Keep in mind a lot ways games get away with having lots of players on screen is by trusting the client data (such as visibility, location information etc.) so they have less to calculate / send out. I obviously will not do that, everything must be server authoritative because cheaters are not someone I want to do favors for.

One thing that can really assist here is forcing a camera perspective. All of those games allow you to zoom out pretty far, which increases the draw area that we need to concern ourselves with. With my game I purposely chose an over the shoulder 3rd person view so we can at least limit to ONLY what the player currently see’s, meaning it should be quite safe to cull players behind us.

This camera angle thing is also why top down games like Albion online can be really strict in what they draw or able to cull, your field of view and distance viewable is tiny compared to first / 3rd person.

With these priority zones we can also limit what exactly we send, A player 250m away we probably don’t need to send the client the entire equipment stack. Maybe we only send pos/rotation? And just calculate a local velocity as a ‘guess’ of interpolation. This is almost like a Level of Detail (LoD) but for network assets.

Putting it all together

So I think what I’ll be doing over the next few weeks is implementing these features. Starting with creating that unreliable overflow channel. Next I’ll work on creating the distance / view checks per player and create the zone concepts.

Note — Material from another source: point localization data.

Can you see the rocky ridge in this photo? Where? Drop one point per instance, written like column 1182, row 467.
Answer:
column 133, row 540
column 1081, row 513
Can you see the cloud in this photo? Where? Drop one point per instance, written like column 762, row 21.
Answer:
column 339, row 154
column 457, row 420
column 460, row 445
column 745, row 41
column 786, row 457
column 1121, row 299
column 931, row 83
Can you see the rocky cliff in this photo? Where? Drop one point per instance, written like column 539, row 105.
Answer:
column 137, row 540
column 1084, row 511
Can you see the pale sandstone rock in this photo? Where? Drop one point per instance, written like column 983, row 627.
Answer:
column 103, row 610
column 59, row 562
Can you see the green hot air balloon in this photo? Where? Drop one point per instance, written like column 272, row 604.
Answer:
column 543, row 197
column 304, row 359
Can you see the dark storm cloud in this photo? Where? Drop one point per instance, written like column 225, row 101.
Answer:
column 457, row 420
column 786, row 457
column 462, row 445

Given these zones we have another trick we can do, simply not send all zone updates every tick. We can round robin them, keeping track of which players had updates sent and when to send the next batch. This should give us a bit more leeway and allow us to slowly roll through updates without the server having to send out 7-10 packets PER player, per tick.

Because…

The server constraints

I honestly think my Jolt physics engine is going to be the largest bottle neck, but we also need to concern ourselves with the absolutely massive amounts of packets per second (pps) we’ll need to be sending out. Let’s go back to some math, and assume we have a battle with 100 players going on in a relatively small area.

Let’s say we don’t do any real culling or zones, but we do want to split up our players into packet sizes that will fit.

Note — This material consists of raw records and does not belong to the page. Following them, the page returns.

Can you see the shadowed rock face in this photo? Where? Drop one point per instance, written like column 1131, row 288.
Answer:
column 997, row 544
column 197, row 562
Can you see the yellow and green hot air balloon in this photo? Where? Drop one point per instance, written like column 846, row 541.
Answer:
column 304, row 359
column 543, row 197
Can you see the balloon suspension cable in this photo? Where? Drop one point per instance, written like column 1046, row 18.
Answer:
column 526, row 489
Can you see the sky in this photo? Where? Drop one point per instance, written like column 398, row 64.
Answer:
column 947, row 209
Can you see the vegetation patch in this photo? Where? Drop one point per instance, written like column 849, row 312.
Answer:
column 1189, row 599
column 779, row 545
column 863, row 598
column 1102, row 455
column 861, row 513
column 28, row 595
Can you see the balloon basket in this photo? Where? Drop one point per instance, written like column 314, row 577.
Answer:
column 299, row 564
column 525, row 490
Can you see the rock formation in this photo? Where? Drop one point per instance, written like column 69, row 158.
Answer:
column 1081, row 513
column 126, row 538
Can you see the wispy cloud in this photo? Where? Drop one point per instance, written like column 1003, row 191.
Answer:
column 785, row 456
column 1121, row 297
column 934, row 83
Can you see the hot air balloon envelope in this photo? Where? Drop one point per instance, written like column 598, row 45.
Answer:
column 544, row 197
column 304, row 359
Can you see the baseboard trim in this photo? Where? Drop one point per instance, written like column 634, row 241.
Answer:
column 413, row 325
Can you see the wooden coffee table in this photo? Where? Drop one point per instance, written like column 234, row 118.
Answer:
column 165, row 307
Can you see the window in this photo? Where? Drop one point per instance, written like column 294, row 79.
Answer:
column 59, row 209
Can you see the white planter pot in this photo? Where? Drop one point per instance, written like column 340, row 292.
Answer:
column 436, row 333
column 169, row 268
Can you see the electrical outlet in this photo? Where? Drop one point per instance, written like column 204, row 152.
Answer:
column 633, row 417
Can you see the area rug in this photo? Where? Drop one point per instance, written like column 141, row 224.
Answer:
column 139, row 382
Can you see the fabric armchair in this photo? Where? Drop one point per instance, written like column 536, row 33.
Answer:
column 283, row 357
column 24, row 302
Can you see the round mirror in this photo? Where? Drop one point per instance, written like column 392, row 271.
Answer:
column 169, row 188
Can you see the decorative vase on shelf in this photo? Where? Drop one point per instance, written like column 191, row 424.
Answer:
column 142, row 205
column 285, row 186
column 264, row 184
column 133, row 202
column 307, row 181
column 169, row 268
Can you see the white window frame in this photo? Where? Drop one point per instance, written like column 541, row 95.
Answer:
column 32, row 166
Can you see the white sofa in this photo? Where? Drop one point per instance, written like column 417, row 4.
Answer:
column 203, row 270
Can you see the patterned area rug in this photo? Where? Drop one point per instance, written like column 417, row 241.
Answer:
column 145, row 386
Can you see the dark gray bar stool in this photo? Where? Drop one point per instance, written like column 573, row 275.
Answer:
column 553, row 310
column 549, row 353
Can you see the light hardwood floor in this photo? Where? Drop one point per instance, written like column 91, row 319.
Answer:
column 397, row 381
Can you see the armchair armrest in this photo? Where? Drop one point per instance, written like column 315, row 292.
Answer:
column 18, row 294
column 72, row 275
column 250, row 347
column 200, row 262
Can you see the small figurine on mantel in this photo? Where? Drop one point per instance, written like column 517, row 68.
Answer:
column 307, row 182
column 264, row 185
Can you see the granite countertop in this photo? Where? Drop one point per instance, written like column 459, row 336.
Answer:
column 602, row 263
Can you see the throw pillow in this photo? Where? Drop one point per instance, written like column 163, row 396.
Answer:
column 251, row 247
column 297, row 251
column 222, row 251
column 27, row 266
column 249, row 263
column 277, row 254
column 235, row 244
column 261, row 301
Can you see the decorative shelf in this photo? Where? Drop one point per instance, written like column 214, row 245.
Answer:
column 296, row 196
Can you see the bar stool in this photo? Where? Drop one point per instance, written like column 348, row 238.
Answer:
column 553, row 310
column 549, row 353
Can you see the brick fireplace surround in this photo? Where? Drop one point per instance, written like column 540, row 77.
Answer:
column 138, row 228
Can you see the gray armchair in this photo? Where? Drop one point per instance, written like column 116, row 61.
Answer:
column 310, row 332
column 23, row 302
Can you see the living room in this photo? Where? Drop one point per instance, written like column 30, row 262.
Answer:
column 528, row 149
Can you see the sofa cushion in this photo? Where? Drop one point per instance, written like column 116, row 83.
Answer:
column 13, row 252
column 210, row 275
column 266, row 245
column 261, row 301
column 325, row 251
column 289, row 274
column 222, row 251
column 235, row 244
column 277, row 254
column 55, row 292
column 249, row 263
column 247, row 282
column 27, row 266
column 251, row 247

Let’s say each player is already rather visible so we are only sending the 60-70 or so bytes per player. That’s 7000 bytes of player updates to send out, or about 8 packets, including our player update packet. That means we have a total of 800 packets per tick, where a tick is 33ms (30hz). That brings us to 24,000 packets per second.

Server throughput

24,000 packets * 7000 bytes = 168,000,000 or 1344 Megabits per second. That’s a lot of data, 434 TiB a month of data. Basically, no way of hosting this in GCP, they will GOUGE you in egress pricing. Thankfully there are better, dedicated services specifically designed for game hosting that should only cost a few thousand dollars even for 25Gbps and they are completely unmetered.

syscalls

As we scale past 100 players we will introduce another possible bottleneck, the massive amount of syscalls we have to do. Each one of our sendto function calls requires a syscall into the kernel. These are expensive as they have to switch context from userland/kernel land (storing/retrieving state).

Thankfully Unix based systems have an answer to this in the form of sendmmsg. This will allow us to send a number of messages in a single system call, greatly reducing the latency between user/kernel land. Another possibility is using io_uring, but i’m not sure I’ll need to go that far, sendmmsg seems like the best/easiest solution to the syscall problem.

Other options

There are other optimization techniques of course (dynamic server meshing etc) but I’m not sure I want to go through the trouble of trying to implement that until I can at least get 100 players on screen with my current setup. If you have any other ideas, please let me know over on mastodon!

And that’s it!

I’ll start with adding the new channel, add the zones, figure out a priority based system for sending updates in a round robin style fashion, and then see what kind of compression/quantization I could do on my data structures to further minimize the packet sizes.